Indonesian Center for Islam and Pluralism (ICIP)
- Abbreviation: ICIP
- Formation: 2003
- Headquarters: Tangerang Selatan, Banten, Indonesia
- Executive Director: M. Syafi'i Anwar
- Website: www.icip.or.id

= International Center for Islam and Pluralism =

Islamic organization based in South Tangerang, Banten, Indonesia

The Indonesian Center for Islam and Pluralism (ICIP)—previously International Center for Islam and Pluralism—is an Islamic NGO in Indonesia that was founded in 2003. Based in South Tangerang near Jakarta, it states that it aims to disseminate moderate and progressive Islamic views in Indonesia and internationally.

==Background==
Indonesia is a Muslim-majority country, with Muslims constituting around 85% of the population.
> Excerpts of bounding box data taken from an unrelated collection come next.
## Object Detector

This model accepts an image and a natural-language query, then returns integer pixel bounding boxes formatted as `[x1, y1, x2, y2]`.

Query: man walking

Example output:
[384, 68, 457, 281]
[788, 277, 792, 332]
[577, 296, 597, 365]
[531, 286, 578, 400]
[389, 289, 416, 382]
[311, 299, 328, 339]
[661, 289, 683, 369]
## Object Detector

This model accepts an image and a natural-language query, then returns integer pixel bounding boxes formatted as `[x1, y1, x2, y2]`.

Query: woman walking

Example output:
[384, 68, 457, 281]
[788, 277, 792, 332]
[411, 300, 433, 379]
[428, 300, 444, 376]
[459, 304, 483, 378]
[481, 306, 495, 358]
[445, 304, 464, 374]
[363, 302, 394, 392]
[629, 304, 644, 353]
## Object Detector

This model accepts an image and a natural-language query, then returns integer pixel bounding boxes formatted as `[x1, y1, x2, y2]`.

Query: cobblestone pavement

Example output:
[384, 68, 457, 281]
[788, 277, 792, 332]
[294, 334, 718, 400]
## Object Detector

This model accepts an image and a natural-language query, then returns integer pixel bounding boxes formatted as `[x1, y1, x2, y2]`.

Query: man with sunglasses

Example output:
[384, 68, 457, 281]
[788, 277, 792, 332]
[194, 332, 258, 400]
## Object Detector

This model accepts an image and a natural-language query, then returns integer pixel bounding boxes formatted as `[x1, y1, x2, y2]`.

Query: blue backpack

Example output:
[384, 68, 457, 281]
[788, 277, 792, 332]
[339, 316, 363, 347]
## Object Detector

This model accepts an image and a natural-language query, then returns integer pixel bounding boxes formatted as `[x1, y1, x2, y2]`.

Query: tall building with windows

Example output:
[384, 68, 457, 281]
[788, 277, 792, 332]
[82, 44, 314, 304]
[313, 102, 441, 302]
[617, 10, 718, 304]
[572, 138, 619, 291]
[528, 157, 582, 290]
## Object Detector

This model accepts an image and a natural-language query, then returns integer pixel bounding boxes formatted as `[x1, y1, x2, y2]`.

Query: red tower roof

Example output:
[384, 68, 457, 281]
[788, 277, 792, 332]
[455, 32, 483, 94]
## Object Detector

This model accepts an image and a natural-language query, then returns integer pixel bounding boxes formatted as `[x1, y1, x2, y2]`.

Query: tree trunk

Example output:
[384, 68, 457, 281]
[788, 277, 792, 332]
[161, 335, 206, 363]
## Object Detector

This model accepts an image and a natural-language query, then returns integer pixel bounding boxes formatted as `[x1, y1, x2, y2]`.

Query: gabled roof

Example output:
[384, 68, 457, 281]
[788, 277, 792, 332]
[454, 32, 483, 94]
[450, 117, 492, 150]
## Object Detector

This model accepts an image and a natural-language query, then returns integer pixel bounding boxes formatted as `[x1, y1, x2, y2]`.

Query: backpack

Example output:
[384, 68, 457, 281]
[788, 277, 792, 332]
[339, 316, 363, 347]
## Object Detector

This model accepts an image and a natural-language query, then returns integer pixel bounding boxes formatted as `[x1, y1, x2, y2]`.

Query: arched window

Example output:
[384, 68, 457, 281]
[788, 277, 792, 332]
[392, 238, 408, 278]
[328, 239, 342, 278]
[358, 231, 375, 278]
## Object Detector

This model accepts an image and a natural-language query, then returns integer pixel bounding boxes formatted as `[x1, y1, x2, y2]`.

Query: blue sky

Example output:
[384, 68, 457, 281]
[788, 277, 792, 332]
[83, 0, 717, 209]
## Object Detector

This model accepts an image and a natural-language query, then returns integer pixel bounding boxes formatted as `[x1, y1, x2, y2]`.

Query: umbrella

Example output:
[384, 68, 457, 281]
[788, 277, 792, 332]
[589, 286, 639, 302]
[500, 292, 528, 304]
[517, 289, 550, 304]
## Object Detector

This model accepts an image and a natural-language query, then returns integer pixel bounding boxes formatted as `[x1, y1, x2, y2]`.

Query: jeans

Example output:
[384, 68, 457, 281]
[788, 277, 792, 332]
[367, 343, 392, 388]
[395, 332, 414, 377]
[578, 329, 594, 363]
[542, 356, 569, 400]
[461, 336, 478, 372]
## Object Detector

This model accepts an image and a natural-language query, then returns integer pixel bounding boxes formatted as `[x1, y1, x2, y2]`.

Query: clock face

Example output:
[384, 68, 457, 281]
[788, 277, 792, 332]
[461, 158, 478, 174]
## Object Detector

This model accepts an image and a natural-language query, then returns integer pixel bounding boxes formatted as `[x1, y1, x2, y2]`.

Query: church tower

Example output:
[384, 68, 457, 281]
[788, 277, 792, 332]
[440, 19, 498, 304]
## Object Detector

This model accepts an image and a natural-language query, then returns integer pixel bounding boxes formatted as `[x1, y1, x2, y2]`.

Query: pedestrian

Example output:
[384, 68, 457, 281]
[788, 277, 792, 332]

However, despite this there are significant minority religions in the country as well as a great deal of diversity in the expression of Islam between different groups of Muslims. This environment has meant that Indonesian Islam has traditionally been open, tolerant and moderate in character.

In the past decade, however newer, more conservative and radical forms of Islam have begun to emerge in Indonesia and other Muslim countries. These forms of Islam are more characterized by an exclusive mindset which is intolerant of difference either amongst the Indonesian community in general or the Islamic community more specifically. These groups, whole small in number have garnered international media attention in recent years, particularly after September 11 attacks. The emergence of these groups has threatened Indonesia's traditional image as an open, tolerant and moderate Muslim community.
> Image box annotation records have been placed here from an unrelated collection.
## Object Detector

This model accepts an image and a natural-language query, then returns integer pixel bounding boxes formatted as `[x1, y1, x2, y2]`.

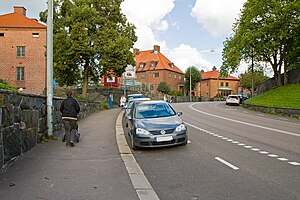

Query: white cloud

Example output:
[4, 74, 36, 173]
[165, 44, 213, 72]
[191, 0, 246, 37]
[121, 0, 175, 49]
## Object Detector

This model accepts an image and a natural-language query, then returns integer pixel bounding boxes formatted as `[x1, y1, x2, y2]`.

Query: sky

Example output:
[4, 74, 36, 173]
[0, 0, 246, 77]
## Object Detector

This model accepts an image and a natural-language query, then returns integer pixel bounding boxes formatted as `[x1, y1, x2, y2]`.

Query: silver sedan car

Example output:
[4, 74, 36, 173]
[128, 101, 188, 150]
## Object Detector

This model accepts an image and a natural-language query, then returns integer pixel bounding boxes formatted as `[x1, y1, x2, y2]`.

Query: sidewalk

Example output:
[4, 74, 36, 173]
[0, 108, 139, 200]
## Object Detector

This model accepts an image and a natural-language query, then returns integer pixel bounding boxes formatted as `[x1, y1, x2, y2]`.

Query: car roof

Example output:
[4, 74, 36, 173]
[129, 97, 151, 102]
[127, 94, 143, 97]
[139, 100, 167, 104]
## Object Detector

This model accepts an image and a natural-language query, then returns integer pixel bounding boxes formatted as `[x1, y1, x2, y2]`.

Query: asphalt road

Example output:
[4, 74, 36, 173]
[127, 102, 300, 200]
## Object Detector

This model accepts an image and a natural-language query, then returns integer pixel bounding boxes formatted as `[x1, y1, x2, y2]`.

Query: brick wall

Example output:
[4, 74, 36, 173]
[137, 70, 184, 93]
[200, 79, 239, 99]
[0, 90, 100, 172]
[0, 28, 46, 94]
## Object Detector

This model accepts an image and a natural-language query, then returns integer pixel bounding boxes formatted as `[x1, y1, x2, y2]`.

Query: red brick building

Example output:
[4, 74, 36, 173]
[197, 67, 240, 99]
[133, 45, 184, 94]
[0, 6, 47, 94]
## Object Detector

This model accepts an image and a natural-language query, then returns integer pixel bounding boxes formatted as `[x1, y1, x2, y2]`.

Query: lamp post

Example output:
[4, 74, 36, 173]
[251, 49, 254, 98]
[47, 0, 53, 136]
[190, 67, 192, 102]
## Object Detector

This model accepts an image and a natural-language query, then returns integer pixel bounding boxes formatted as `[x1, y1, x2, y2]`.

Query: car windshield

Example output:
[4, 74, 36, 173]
[135, 103, 176, 119]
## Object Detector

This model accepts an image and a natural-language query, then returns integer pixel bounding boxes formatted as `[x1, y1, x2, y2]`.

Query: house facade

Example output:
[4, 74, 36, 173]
[133, 45, 184, 94]
[0, 6, 47, 94]
[198, 67, 240, 99]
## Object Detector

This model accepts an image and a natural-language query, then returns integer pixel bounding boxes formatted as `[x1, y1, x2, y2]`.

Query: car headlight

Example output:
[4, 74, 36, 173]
[136, 128, 150, 135]
[175, 124, 186, 132]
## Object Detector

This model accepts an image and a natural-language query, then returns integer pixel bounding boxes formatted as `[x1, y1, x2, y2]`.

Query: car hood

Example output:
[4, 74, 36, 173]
[136, 115, 183, 131]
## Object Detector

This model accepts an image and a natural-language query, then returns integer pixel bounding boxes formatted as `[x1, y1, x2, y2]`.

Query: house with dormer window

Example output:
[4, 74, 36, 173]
[0, 6, 47, 94]
[133, 45, 184, 94]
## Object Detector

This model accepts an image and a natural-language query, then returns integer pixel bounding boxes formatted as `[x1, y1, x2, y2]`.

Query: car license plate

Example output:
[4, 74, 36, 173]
[156, 136, 173, 142]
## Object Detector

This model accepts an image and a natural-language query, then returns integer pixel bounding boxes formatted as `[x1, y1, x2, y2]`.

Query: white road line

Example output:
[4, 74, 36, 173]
[185, 122, 300, 166]
[268, 154, 278, 158]
[189, 103, 300, 137]
[215, 157, 239, 170]
[277, 158, 289, 161]
[259, 151, 269, 154]
[289, 162, 300, 166]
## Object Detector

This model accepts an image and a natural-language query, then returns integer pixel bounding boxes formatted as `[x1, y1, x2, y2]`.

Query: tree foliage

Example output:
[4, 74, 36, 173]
[184, 66, 202, 91]
[40, 0, 137, 96]
[239, 70, 269, 91]
[221, 0, 300, 85]
[157, 81, 171, 94]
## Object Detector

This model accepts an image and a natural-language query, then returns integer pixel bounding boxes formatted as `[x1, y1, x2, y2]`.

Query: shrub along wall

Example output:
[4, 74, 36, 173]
[0, 90, 100, 168]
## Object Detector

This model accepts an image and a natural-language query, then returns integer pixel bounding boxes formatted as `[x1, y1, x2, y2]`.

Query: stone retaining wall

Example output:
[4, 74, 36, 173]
[0, 90, 100, 169]
[243, 103, 300, 119]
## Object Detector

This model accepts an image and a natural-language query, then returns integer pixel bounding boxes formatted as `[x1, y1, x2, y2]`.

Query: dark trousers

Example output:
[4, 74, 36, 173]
[63, 119, 77, 146]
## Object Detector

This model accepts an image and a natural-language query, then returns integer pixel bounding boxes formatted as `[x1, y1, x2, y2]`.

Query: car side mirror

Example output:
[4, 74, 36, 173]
[177, 112, 183, 116]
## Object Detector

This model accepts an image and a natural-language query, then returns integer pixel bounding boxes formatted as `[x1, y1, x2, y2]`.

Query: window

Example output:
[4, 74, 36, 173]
[17, 46, 25, 57]
[152, 72, 159, 78]
[32, 33, 40, 38]
[17, 67, 25, 81]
In response to this, the Indonesian Center for Islam and Pluralism (ICIP) was established in 2003 as an organization to link together various progressive-moderate Islamic activists in Indonesia and the Asian region. These activists are dedicated to the ideals of pluralism which promote respect for difference, whether this is between different religious, ethnic or social groups or between different streams of thought within a particular religions. It is hoped that through establishing this network between progressive moderate activists they will be able to more effectively counter existing radical-conservative networks in Indonesia and the region.

==Objective==
ICIP aims to build a network of Islamic Non-Governmental Organizations (NGOs) and progressive-moderate Muslim activists and intellectuals in South-East Asia and eventually around the globe.